SleekView reads the same four tables Redirection writes and renders the answers as a sortable, filterable, exportable grid. The matching engine, the regex parser, and the import/export stay exactly where John Godley built them. The audit becomes a real surface.
Questions
Common questions about SleekView for Redirection
No. Redirection owns the matching engine, the regex parser, the group ordering, and the HTTP response. SleekView reads from the tables Redirection writes. Disabling SleekView leaves every redirect rule firing exactly as before.
 From wp_redirection_items (rules), wp_redirection_groups (buckets), wp_redirection_logs (matched hits, when logging is enabled), and wp_redirection_404 (unmatched paths, when 404 logging is enabled). No additional logger and no premium add-on is required.
 Yes. group_id is a real filterable column, so isolating shop, editorial, or docs redirects is one click. Useful when a site has separate groups per section and audits happen at the section level.

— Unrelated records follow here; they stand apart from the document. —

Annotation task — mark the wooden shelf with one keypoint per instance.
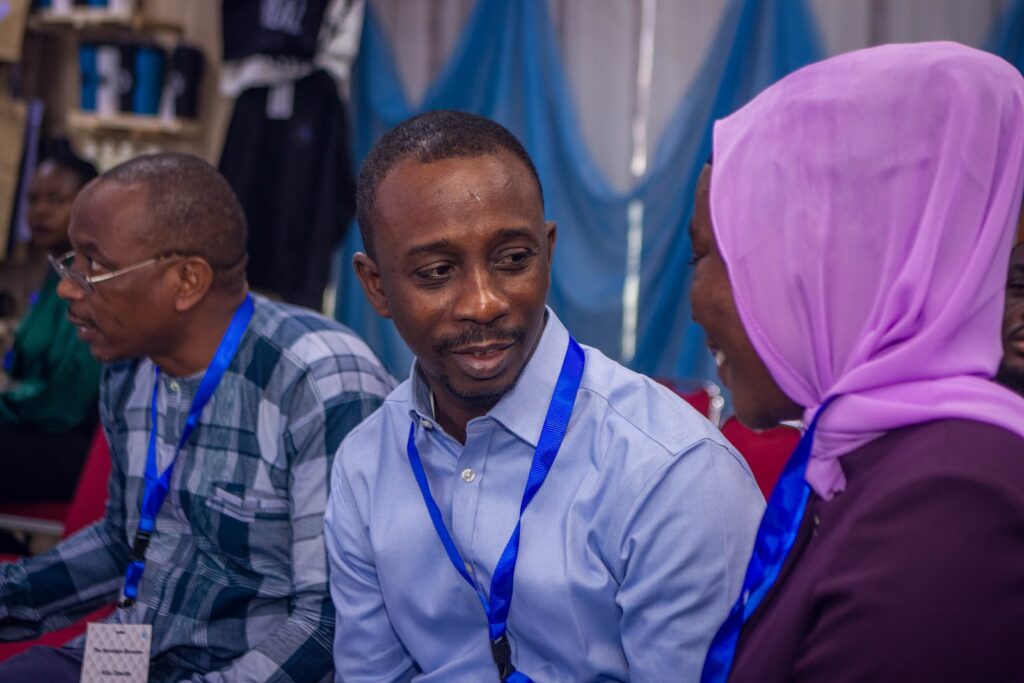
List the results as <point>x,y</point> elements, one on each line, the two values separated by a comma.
<point>82,18</point>
<point>139,126</point>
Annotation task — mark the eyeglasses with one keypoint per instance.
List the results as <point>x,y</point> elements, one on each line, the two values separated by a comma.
<point>87,283</point>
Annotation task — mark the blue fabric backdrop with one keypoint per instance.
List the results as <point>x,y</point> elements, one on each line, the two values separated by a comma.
<point>1007,37</point>
<point>507,66</point>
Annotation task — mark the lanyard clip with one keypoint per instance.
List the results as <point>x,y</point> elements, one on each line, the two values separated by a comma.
<point>139,545</point>
<point>501,650</point>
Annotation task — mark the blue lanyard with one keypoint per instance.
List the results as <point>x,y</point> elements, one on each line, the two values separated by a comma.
<point>776,535</point>
<point>157,485</point>
<point>555,423</point>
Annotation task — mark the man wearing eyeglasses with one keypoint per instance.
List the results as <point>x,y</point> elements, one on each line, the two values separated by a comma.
<point>222,410</point>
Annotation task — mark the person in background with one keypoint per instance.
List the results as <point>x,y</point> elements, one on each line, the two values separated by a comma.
<point>223,411</point>
<point>639,515</point>
<point>50,380</point>
<point>851,238</point>
<point>1011,373</point>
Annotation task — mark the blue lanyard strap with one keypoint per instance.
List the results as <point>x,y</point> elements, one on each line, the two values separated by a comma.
<point>555,423</point>
<point>157,484</point>
<point>777,532</point>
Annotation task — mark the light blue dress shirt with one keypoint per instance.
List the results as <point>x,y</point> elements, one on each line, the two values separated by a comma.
<point>632,552</point>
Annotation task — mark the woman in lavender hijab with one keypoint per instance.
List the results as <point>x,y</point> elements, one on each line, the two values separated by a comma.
<point>851,244</point>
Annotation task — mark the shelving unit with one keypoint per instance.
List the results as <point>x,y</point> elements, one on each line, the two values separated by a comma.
<point>133,125</point>
<point>84,18</point>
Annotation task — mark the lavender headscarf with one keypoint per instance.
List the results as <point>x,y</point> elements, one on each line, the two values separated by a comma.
<point>865,207</point>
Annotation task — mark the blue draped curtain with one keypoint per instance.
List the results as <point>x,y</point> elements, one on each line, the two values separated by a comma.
<point>507,67</point>
<point>1007,37</point>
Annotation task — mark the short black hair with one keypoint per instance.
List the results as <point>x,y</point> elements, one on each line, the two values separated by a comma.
<point>59,153</point>
<point>428,137</point>
<point>194,211</point>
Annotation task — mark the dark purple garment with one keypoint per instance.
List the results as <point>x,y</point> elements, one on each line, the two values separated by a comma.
<point>915,572</point>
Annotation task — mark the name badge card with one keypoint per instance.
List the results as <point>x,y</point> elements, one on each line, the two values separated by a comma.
<point>117,652</point>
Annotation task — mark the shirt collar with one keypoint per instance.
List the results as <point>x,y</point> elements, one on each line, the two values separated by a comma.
<point>522,410</point>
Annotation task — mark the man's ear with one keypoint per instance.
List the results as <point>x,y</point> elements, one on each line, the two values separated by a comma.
<point>552,230</point>
<point>370,278</point>
<point>195,278</point>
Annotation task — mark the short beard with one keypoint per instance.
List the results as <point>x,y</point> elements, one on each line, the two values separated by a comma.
<point>1011,379</point>
<point>480,334</point>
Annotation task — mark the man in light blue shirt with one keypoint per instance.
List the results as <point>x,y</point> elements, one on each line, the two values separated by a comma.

 Partially. wp_redirection_items is always populated, so the rule, status, group, and last_count columns work regardless of logging. wp_redirection_logs and wp_redirection_404 only fill when their respective logging options are on; with logging off, those columns honestly show empty rather than fabricated numbers.
 Yes. last_access is a column on wp_redirection_items, so a filter on last_access older than 90 days surfaces dead-weight rules. The cleanup sprint can drop them with a defensible record instead of a guess.
 Yes. The plugin writes per-site tables on multisite, and SleekView respects that scope. Each subsite has its own redirect grid, and a network roll-up can aggregate rule counts when one SEO team monitors the whole network.
 No. Only the rows on the current page are queried, and the redirection tables are well indexed by the plugin. A site with thirteen hundred rules queries the same as a site with thirteen because pagination keeps the row count constant.
 Yes. Any filtered view exports to CSV with source, destination, code, group, last_access, and last_count, which is the exact shape a migration contractor or a server-level rules file generator needs to port the set.